Members of the news media examine the new 2019 Chevrolet Silverado 1500 at its official debut at the 2018 North American International Auto Show 13 January 2018 in Detroit, Michigan. Photo: Bill Pugliano (Getty)
GM has to confront security issues not only in its vehicles, but with suppliers, dealerships, and even classic car museums where their brand is represented. That exposure is a bit broader than that of software companies, where bug bounty and vulnerability disclosure programs first gained prominence, but it also means that researchers who participate in the program have much more room to hunt for bugs.
“That wasn’t necessarily a scenario where we had to take action directly at the vehicle, but that was something that we could actually remediate through the telecommunications channel and work back with our partners there,” GM’s chief product security officer, Kevin Tierney, explained of the OnStar bug. “It’s something we probably wouldn’t have seen or tested for, a great finding for us.”
GM launched its vulnerability disclosure program in 2016 on HackerOne, a platform that pairs companies with friendly hackers who hunt for vulnerabilities in their products. More than 500 researchers have participated in the program so far, discovering over 700 vulnerabilities.
So far, GM hasn’t paid hackers for their findings, as other companies often do. But that’s changing as GM expands its program – this winter, the automaker plans to launch a private bug bounty program and offer participating security researchers hands-on experience in GM’s offensive hacking lab.
Aside from its broad exposure across websites, dealerships and its supply chain, GM also stands out from other companies with vulnerability disclosure programs because it’s a bit harder for security researchers to work on cars in the same ways they might work on software. GM can’t ask researchers to go out and buy a new car every time they want to look into a potential vulnerability, so it wants to bring researchers to its headquarters and let them tinker with its infotainment systems, including radios and navigation tools like OnStar.
“This is really really cool because, if you think about it, there’s a lot of barriers to entry in our environment,” Jeff Massimilla, GM’s vice president of global cybersecurity, explained. “You have to have a car, you have to have the infotainment system, things like that.”

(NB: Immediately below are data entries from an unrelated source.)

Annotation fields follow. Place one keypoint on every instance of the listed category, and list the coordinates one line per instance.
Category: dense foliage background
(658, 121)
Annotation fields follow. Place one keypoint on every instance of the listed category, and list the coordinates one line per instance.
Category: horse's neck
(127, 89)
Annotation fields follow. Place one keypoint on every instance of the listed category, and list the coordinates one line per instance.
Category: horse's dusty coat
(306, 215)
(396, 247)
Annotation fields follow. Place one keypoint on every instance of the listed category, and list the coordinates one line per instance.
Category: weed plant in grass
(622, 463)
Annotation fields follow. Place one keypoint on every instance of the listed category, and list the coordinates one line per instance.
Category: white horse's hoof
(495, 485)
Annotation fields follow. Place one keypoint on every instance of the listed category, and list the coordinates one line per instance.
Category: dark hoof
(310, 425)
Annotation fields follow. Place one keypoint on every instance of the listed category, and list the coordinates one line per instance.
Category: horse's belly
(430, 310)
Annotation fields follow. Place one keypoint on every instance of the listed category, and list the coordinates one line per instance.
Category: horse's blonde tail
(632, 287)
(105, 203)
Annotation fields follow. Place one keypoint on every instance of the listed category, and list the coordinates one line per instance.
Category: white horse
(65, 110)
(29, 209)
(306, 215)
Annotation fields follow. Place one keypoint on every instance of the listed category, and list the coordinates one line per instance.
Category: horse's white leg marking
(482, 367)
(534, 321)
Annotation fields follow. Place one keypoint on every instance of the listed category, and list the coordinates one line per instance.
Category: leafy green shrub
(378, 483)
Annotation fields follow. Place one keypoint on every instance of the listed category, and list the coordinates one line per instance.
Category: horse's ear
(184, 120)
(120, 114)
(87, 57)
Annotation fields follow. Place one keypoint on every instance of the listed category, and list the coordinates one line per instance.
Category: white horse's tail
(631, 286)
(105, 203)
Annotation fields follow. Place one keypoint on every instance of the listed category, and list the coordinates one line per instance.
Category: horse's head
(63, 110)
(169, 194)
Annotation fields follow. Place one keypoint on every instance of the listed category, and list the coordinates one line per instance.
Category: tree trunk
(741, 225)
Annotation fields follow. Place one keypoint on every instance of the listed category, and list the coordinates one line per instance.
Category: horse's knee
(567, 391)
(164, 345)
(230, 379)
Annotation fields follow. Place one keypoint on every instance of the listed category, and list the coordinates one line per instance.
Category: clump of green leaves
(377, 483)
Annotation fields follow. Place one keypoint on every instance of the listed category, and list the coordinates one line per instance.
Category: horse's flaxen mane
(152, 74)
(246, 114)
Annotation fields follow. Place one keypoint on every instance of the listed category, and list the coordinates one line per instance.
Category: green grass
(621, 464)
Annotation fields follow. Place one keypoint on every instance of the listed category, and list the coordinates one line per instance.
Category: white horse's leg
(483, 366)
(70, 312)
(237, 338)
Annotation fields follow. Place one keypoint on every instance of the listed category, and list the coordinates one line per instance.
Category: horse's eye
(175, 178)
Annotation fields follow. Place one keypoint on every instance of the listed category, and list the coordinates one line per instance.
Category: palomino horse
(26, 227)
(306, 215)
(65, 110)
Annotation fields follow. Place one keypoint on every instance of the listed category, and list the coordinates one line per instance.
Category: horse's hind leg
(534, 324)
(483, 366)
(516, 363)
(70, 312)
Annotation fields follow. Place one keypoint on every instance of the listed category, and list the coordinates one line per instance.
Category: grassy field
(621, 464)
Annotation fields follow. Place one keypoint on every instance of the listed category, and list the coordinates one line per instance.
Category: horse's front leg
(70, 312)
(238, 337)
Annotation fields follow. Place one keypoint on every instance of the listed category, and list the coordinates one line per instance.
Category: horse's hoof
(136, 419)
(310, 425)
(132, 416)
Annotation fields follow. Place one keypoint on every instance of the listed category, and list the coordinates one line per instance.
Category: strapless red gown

GM is starting its private bounty program with a focus on infotainment systems because they’re often an entry point for hackers. Three years ago, researcher Samy Kamkar demonstrated the importance of these systems with his OwnStar work, which allowed him to remotely locate, unlock, and even start the engine of cars equipped with OnStar.
“If you look at it from a risk-based approach, they’re the thing that you really want to understand the security posture of the most because they’re the entry point,” Tierney said. “The second thing is, they also employ very advanced software and operating systems that are very similar to the IT space, Linux and other Android operating systems that a lot of these security researchers already have a lot of background knowledge on, and so getting them involved in those systems to start makes a lot of sense.”